The tightrope walker budget

By AdNews | 15 May 2024
Credit: Gabriel Aguirre via Unsplash

The 2024 federal budget charts a narrow path between inflation and recession.

Mark Thirlwell, chief economist at the Australian Institute of Company Directors, describes the budget as a kind of macro-political juggling act, working hard to keep multiple balls aloft.

“I’ve drawn on the metaphor of a tightrope walker seeking to traverse a narrow course between inflation risk on the one side and recession risk on the other,” Thirlwell said in his budget briefing.

Treasurer Jim Chalmers’s “fragile global conditions” balls in the air included cost-of-living relief, industrial policy with the Future Made in Australia project, fiscal repair and debt stabilisation and constraints from the Reserve Bank’s interest rate hikes.

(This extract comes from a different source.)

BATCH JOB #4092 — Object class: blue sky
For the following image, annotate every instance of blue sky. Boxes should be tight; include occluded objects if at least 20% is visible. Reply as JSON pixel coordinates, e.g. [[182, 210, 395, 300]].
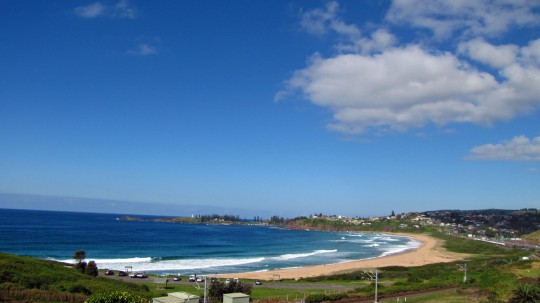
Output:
[[0, 0, 540, 216]]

“Of course, there were even more than this short list, but that’s more than enough juggling to be going on with,” said Thirlwell

Plenty of carrots in the budget, including electricity bill relief, child care subsidies and a paid parental leave scheme.

And the previously announced adjustments to the stage three tax cuts, giving more to those with middle and lower incomes.

Commsec chief economist Stephen Halmarick said the 2023-24 federal budget improves the government’s deficit and debt profile in a time of slowing economic growth and moderating inflation.

“It delivers targeted funding to support Australians experiencing cost of living pressures and helps to progress the Government’s policy agenda,” Halmarick said. 

“As economic growth slows in the year ahead, the budget may see some benefit from a larger workforce.”

Deloitte says the budget shows a surplus for the 2023-24 financial year, before returning to deficit in 2024-25 and beyond.

"Although a surplus of $9.3 billion in 2023-24 is now expected – revised up from a $1.1 billion deficit forecast just six months ago – the budget bottom line is forecast to be a cumulative $13.9 billion worse off over the four years to 2026–27."

Deloitte said the budget centred on providing cost-of-living relief and investing in the Future Made in Australia Act to support medium-term economic growth.

"The result is a relatively large increase in government spending over the next four years, potentially putting further upward pressure on inflation," said Deloitte.